Dans le traitement du VIH, les directives nationales et mondiales recommandent d’instaurer un traitement antirétroviral (TAR) chez tous les patients, quel que soit le nombre de CD4. Cependant, plusieurs facteurs peuvent retarder le début du TAR, y compris l’acceptation du patient et les obstacles socio-économiques comme l’assurance-maladie, le logement et la toxicomanie.

 

Maintenant, une étude publiée dans le numéro de janvier 2017 du Journal of Acquired Immunodéficiency Syndromes indique que l’initiation de la TAR le même jour que le diagnostic du VIH est faisable sans compromettre l’acceptabilité ou la sécurité.

 

Les chercheurs ont traité un sous-groupe de patients nouvellement diagnostiqués avec le VIH selon le protocole Rapid ART pour les personnes ayant un diagnostic de VIH (RAPID), dans lequel ils ont évalué, évalué et observé la première dose ART dans un rendez-vous le jour même.
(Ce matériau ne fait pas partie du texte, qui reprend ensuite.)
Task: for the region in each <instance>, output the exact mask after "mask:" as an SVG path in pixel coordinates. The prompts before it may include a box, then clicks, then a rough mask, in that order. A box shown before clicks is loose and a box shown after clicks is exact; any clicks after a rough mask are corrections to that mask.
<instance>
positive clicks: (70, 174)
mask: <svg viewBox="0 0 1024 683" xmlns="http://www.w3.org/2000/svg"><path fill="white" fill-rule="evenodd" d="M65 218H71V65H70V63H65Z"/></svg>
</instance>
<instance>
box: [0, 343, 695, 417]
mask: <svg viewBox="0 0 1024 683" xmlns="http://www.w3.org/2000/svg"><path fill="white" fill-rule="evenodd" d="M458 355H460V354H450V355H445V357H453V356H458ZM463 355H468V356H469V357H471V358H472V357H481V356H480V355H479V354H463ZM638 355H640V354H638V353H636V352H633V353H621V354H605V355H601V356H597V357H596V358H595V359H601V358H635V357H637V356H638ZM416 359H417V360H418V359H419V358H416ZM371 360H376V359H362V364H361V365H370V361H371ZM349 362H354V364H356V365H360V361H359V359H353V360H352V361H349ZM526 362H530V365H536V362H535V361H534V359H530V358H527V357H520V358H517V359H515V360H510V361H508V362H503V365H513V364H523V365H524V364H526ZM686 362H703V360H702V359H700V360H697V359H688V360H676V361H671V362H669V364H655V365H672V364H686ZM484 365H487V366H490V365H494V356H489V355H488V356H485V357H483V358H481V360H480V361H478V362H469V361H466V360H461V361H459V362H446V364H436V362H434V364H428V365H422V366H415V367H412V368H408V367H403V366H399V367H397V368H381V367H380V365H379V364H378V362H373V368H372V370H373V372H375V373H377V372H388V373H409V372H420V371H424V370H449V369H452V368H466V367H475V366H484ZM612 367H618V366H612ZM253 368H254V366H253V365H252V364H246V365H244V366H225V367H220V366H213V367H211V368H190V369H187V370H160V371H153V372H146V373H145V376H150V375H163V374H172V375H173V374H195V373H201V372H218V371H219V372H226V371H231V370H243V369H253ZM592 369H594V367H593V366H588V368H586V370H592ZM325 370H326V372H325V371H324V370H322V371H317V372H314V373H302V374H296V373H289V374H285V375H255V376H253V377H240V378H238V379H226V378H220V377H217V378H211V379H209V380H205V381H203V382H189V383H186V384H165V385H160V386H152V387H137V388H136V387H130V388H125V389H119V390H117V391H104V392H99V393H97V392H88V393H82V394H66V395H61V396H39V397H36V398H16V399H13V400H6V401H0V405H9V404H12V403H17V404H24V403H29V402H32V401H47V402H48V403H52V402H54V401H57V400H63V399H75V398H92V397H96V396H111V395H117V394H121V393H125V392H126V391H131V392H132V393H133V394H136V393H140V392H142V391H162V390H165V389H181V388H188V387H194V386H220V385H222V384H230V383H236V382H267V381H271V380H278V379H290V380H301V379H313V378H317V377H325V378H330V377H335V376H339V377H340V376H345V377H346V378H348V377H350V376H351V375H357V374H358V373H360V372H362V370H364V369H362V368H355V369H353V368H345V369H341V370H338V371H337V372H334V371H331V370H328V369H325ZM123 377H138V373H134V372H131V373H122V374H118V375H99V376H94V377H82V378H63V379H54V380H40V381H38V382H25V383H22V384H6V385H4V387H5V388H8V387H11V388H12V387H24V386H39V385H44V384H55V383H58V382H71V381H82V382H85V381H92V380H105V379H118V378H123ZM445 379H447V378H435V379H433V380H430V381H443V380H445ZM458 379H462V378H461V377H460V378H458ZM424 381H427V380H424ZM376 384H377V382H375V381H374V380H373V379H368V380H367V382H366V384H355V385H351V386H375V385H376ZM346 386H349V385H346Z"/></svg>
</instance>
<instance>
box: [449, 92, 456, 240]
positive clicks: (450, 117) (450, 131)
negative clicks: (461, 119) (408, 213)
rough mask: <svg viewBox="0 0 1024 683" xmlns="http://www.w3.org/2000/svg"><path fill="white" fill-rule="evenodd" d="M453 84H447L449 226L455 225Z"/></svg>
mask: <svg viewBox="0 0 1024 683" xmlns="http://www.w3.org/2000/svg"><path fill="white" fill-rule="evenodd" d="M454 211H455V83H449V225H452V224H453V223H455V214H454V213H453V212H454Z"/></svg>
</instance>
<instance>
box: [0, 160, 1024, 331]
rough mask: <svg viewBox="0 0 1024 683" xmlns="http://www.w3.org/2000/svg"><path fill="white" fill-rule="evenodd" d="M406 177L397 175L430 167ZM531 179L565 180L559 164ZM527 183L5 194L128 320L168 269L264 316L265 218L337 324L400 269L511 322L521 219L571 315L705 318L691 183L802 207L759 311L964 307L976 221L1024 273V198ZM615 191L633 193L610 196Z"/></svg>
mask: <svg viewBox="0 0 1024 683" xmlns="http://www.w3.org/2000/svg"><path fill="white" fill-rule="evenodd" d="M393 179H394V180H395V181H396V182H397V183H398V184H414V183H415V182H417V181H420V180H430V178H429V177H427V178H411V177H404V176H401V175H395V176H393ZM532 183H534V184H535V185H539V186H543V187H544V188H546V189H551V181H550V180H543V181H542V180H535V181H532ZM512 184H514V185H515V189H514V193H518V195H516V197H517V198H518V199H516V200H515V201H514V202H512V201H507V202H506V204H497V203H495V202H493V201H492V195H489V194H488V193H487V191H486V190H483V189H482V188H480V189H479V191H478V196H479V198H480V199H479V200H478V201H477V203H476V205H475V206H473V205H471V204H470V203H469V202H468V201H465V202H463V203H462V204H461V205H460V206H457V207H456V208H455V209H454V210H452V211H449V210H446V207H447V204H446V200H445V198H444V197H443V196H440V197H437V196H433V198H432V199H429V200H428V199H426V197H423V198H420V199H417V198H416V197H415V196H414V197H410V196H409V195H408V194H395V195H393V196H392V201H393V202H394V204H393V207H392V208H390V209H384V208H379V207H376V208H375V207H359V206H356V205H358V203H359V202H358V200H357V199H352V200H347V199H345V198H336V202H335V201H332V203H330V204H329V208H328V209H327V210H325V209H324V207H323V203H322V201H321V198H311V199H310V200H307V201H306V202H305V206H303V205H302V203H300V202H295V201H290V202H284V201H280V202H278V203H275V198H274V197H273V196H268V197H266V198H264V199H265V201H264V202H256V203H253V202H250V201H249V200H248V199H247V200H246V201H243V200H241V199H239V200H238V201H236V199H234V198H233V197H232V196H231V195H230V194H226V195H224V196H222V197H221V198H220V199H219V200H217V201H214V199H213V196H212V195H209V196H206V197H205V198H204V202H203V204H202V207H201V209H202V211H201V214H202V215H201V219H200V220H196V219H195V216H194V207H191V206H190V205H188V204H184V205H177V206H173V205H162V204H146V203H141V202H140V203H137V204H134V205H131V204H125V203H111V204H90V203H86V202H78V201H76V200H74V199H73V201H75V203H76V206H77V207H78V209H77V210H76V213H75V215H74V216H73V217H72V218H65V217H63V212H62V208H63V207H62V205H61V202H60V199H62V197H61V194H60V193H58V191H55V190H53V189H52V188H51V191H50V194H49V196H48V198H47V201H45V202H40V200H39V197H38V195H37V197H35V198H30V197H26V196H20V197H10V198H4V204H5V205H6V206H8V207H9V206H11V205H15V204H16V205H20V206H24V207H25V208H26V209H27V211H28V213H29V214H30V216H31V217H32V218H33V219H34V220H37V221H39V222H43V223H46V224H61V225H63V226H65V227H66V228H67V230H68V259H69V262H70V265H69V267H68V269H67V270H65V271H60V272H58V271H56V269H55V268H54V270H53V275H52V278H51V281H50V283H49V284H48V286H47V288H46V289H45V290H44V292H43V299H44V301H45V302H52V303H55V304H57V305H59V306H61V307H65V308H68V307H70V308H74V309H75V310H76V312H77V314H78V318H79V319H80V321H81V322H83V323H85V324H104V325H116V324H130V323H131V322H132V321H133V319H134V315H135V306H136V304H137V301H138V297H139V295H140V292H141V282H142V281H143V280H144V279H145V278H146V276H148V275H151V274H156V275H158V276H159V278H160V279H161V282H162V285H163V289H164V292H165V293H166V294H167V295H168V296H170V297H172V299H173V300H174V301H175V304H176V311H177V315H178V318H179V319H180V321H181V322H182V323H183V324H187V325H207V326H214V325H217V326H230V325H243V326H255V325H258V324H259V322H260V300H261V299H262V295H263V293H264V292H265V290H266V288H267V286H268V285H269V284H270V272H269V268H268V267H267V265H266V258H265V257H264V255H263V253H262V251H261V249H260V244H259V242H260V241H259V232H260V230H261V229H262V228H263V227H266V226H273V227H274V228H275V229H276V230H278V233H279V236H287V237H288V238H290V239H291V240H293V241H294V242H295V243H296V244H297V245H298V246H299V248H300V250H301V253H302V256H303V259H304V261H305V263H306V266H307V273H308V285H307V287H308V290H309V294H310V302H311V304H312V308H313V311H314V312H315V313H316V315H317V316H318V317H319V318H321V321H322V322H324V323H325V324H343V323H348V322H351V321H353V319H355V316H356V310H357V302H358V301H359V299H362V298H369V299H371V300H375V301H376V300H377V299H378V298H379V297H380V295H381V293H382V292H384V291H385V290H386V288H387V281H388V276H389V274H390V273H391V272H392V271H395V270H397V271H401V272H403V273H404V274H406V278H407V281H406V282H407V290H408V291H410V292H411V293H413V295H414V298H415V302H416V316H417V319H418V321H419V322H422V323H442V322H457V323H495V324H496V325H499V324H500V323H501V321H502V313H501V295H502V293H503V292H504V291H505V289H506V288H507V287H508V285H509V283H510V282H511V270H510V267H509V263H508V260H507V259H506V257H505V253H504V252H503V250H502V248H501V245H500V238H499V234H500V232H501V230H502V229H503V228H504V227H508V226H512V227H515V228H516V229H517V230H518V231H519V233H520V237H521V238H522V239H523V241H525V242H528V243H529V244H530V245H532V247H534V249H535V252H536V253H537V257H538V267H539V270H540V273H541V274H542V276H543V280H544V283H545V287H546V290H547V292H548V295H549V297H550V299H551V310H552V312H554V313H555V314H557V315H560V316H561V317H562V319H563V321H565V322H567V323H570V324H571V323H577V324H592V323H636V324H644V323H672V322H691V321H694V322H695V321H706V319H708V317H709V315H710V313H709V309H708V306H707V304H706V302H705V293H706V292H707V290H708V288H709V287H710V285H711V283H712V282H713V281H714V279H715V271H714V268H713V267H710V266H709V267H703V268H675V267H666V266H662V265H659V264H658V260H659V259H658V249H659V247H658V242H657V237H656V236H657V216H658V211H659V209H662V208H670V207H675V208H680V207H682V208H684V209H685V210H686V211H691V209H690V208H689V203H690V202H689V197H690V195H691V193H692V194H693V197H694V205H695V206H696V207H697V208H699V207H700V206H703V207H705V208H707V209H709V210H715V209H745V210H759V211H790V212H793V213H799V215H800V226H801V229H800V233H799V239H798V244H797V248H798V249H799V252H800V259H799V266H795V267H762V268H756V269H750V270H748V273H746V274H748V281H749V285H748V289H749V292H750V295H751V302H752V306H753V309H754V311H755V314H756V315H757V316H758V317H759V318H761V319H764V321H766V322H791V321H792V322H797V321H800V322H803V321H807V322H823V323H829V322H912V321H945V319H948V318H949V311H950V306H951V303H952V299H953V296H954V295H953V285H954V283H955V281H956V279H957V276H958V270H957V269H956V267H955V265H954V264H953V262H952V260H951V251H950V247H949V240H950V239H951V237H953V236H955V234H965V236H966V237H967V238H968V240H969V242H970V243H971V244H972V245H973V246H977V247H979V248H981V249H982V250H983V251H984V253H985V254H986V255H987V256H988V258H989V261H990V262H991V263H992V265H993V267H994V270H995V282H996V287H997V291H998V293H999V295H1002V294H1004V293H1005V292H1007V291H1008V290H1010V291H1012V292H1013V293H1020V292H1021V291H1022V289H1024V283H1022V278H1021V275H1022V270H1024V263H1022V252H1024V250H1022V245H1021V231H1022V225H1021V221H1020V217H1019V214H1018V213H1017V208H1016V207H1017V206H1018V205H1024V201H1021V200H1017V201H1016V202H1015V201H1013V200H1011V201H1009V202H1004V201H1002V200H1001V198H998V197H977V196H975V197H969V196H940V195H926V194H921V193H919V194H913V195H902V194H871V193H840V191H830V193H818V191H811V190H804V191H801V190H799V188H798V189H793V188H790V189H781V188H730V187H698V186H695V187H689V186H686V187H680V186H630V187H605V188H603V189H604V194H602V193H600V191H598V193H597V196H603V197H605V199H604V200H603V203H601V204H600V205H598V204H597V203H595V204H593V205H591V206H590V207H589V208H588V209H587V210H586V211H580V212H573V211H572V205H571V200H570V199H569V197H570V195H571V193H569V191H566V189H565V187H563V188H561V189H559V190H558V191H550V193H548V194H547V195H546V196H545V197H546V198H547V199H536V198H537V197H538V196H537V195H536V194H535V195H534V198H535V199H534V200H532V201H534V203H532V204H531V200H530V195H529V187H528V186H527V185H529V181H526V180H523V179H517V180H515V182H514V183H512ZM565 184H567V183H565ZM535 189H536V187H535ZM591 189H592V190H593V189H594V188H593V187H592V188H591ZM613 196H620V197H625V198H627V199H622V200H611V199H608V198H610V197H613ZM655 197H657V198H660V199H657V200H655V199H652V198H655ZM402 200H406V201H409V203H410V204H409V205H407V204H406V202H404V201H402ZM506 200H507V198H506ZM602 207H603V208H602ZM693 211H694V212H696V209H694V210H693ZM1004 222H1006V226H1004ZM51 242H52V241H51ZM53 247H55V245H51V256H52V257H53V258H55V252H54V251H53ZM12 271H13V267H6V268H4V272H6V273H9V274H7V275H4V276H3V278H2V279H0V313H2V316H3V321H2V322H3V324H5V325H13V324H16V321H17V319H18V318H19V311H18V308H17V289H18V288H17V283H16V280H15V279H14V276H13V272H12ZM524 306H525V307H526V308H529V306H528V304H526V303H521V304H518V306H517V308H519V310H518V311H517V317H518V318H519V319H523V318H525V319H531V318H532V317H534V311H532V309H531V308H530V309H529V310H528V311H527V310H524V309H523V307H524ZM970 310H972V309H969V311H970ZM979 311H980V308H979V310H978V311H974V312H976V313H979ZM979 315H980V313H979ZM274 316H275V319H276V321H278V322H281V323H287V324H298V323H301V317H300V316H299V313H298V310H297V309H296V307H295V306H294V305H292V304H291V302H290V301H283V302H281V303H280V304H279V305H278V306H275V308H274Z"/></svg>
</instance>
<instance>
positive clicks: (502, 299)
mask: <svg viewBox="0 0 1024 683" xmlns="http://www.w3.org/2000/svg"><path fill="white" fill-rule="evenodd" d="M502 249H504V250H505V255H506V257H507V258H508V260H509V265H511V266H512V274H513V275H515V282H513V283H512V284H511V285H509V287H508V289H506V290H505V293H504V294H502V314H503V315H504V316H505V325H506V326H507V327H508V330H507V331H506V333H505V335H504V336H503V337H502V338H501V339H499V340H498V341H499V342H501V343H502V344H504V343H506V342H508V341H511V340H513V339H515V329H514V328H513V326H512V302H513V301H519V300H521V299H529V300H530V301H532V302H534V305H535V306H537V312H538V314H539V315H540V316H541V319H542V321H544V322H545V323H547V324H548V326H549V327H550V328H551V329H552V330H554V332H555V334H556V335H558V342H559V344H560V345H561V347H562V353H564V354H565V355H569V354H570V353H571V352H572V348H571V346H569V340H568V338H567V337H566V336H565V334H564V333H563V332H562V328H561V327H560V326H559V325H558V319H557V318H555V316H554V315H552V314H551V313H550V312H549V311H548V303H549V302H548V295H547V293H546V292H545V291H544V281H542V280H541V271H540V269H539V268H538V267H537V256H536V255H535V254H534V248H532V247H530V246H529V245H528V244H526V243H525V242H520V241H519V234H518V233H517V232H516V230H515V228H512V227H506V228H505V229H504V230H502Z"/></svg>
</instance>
Ils ont ensuite comparé les résultats avec les patients contemporains qui n’étaient pas pris en charge selon le protocole RAPID et une cohorte historique.

 

Le traitement a été bien accepté, avec 37 des 39 patients éligibles pour le protocole RAPID débutant ART dans les 24 heures. Deux de ces patients ont présenté une toxicité mineure, contre aucun dans le groupe non-intervention.

 

Les deux groupes ont présenté des taux de perte de suivi similaires.

 

La durée de la suppression virologique était significativement plus rapide chez les participants ayant reçu une initiation au traitement antirétroviral le même jour que chez le groupe n’ayant pas subi d’intervention.

 

Malgré ces succès, les rendez-vous intensifs ont nécessité plus de temps de la part de tous les membres de l’équipe de soins multidisciplinaires. Par exemple, les questions concernant l’assurance devaient être immédiatement traitées pour lancer un traitement antirétroviral ce jour-là. Cela a augmenté à la fois l’urgence et la charge de travail immédiate, et a également nui au temps typiquement dédié aux patients. Stabilisation psychologique et sociale après le diagnostic cognitif.

 

L’étude démontre que le traitement anti-VIH peut être démarré avec succès le jour du diagnostic tout en conservant une sécurité et une acceptabilité similaires à celles du traitement traditionnel. En outre, le protocole RAPID peut raccourcir le temps de suppression virologique.

 

L’initiation observée le même jour a nécessité plus de temps et a intensifié le processus. Cependant, les avantages observés incitent à un examen plus approfondi de la mise en œuvre optimale, de l’impact et de la rentabilité d’un tel programme.